Eamon Moore, founder and managing director of Dublin-based solutions provider EMIT, says that data needs to be conceptualised properly in order to be of use—and the first step is to ensure it is the right data.
“Once the good data is there you can extract value. The data strategy is only as good the data being collected,” he said.
This may mean extensive data cleaning operations.
“People put in phone numbers as, say, 087 or +353 87, or in some case, 00 353 87, and we see systems only looking certain strings. That’s obviously not good enough, so you want to build in some intelligence there.
“The less cleaning you have to do the better,” he said.

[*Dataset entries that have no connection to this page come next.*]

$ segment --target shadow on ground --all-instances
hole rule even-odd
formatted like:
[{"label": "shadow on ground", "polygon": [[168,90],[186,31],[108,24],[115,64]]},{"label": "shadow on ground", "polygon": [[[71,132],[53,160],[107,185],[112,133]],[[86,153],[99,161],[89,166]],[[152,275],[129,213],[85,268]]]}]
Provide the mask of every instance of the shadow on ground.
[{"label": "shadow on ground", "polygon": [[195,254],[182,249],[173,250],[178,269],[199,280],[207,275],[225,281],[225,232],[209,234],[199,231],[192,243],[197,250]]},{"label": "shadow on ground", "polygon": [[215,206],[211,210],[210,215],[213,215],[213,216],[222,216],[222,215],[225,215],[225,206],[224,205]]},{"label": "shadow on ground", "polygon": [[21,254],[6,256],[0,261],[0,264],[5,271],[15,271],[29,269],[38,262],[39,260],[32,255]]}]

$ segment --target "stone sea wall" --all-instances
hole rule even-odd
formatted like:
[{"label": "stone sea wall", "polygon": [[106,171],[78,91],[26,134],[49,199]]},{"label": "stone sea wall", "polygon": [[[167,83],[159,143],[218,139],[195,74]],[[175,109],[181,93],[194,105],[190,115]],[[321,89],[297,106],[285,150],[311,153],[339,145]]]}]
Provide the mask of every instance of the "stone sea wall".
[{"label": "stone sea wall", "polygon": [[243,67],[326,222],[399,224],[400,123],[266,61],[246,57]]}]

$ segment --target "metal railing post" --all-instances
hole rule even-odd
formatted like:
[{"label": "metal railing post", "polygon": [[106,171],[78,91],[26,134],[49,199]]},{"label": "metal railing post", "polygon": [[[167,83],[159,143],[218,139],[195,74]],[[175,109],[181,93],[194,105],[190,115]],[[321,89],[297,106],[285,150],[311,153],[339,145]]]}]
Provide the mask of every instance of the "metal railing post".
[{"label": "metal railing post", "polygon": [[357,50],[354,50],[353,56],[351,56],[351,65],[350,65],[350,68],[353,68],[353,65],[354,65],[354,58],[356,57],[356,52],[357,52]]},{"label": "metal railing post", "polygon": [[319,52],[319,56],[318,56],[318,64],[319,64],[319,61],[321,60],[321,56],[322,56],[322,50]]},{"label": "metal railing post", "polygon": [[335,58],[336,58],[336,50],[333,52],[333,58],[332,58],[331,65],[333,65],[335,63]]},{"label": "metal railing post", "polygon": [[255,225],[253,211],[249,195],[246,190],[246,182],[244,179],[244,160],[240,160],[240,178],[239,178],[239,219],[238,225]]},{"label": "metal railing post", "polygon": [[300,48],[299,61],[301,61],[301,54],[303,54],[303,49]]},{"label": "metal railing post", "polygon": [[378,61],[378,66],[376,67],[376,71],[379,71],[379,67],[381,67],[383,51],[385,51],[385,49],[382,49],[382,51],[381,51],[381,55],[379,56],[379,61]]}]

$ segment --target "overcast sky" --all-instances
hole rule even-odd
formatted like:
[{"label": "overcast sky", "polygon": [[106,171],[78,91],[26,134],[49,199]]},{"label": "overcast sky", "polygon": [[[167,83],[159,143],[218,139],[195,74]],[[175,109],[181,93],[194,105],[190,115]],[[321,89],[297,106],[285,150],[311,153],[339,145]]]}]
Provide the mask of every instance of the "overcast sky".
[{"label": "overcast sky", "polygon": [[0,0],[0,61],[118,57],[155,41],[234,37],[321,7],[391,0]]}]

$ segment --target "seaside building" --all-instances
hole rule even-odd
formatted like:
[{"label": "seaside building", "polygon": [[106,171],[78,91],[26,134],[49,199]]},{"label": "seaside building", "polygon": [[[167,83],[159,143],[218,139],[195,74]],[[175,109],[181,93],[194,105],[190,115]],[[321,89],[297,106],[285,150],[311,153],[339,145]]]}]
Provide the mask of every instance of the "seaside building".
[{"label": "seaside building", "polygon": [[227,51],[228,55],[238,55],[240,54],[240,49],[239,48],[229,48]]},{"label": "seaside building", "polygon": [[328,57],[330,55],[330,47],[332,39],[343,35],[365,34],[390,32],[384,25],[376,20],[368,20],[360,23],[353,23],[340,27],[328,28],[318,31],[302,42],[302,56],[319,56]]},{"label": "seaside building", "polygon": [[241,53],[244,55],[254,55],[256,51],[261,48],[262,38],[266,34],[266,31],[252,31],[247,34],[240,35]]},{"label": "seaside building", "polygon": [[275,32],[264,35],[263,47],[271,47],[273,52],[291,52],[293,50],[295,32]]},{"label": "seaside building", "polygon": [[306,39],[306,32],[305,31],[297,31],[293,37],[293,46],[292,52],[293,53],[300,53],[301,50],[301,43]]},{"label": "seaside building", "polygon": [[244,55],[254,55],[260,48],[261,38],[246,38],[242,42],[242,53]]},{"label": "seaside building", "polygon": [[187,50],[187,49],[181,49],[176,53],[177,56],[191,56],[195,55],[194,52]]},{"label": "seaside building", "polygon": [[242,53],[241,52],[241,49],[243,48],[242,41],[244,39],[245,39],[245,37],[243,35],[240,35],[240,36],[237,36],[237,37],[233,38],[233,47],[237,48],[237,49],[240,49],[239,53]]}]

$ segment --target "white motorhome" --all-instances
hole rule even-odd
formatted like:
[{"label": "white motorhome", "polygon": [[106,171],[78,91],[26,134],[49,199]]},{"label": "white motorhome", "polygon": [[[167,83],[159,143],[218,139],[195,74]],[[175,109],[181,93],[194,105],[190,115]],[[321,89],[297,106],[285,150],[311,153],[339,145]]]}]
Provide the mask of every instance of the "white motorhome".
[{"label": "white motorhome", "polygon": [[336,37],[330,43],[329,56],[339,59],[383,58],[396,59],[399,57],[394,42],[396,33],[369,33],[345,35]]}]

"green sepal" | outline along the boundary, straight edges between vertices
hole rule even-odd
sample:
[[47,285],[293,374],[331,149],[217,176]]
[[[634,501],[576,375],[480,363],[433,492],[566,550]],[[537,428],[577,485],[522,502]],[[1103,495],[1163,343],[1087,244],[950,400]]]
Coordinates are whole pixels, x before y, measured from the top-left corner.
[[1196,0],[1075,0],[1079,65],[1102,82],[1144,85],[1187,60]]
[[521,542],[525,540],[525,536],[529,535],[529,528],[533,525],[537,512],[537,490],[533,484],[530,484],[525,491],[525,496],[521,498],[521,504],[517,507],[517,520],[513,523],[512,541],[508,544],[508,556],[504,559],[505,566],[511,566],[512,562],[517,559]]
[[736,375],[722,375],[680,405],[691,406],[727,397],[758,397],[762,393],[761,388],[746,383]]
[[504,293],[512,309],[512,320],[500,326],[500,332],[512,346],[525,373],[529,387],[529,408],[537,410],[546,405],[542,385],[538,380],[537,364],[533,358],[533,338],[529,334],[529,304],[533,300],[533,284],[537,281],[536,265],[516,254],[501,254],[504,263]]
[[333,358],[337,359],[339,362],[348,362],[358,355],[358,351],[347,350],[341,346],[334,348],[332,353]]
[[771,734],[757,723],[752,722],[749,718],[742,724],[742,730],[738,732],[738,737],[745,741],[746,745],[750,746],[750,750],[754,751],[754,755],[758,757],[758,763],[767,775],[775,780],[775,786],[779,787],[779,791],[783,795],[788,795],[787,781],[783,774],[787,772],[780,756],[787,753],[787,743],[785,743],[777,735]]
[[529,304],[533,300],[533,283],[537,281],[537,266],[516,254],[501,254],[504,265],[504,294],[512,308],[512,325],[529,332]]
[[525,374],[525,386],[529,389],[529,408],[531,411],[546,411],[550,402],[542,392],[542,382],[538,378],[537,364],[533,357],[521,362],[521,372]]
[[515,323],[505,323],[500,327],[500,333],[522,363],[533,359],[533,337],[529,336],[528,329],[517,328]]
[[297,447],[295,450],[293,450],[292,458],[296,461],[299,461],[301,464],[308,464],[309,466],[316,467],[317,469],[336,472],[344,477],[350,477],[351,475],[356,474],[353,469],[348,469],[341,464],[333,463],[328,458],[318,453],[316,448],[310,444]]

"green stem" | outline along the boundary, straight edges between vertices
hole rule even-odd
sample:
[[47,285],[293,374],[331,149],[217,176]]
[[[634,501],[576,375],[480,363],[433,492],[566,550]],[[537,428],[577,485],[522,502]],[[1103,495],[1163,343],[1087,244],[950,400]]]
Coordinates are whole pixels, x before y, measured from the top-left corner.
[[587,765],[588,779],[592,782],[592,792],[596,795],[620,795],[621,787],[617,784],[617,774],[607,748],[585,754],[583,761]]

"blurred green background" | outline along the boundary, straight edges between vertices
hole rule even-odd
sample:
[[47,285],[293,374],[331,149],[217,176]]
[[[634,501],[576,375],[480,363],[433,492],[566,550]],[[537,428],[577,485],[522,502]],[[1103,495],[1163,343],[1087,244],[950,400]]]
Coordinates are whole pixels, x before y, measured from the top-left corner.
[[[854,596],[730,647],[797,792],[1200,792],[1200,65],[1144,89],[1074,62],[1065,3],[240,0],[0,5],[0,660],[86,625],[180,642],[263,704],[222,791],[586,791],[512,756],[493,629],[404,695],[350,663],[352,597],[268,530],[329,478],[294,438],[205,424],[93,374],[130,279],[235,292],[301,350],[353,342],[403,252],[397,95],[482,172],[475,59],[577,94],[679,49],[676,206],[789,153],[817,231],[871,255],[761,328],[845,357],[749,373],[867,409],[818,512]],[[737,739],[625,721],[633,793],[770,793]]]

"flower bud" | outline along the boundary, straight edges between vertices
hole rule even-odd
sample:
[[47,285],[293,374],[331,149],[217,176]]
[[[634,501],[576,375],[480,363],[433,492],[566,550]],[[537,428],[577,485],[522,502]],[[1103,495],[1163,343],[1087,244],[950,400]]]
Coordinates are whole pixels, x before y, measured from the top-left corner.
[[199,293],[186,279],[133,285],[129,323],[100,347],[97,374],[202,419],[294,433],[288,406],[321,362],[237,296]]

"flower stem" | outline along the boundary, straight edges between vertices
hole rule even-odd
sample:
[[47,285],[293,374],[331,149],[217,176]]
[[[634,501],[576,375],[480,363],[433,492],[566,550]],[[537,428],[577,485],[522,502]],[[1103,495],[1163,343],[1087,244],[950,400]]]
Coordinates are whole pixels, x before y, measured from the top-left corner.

Nonetheless, the value is there to be extracted, he said—and Emit has committed to a business model of helping make sense of data, though, at present, the Irish business sector is lagging behind some other countries.
“When I look at the data-as-a-service model, two years ago we built out a new business unit at Emit.
“One thing we help companies do is around Power BI, the business intelligence suite from Microsoft. What I came to see more and more is that most businesses in Ireland don’t have a good understanding of data. In fact, one of the good sides of GDPR is that it may mean we see a better understanding of data,” he said.
Emit uses already well-known software tools at the front end to enable even the smallest of businesses to get to grips with the information currently locked up in their data.
“Power BI can work on top of ‘siloed’ information and bring it together, creating dashboards around things like KPIs [key performance indictors]. I want to move people away from opening up e-mail first thing in the morning, toward opening up the dashboard to look at those KPIs.
“The as-a-service model means we can build in new things and bring them the reports that they need. Any BI solution out there will sit on top of data and give you insights, but the challenge we see is that of making sense of the databases. With legacy systems there is often no documentation and no understanding of the schema. That’s half the battle, frankly.”
Data-as-a-service does mean, however, that the needs of individual businesses can be catered for, and without significant capital expenditure on servers and software.
“It’s a consultation process. I say, don’t be led by the KPIs the software vendors provide, be led by the KPIs you want to report on. That’s why we provide a whole dataset on things many businesses didn’t know the compile reports on.
“We had one client in retail who wanted reporting from PoS [point of sale], and once they had that they had a better understanding of customers and were better able to market to them. They’ve seen a real increase in inline sales and in local sales.
“The question about getting into data, whether as a service or otherwise is: is there a way of getting value from the data? Well, yes,” said Moore.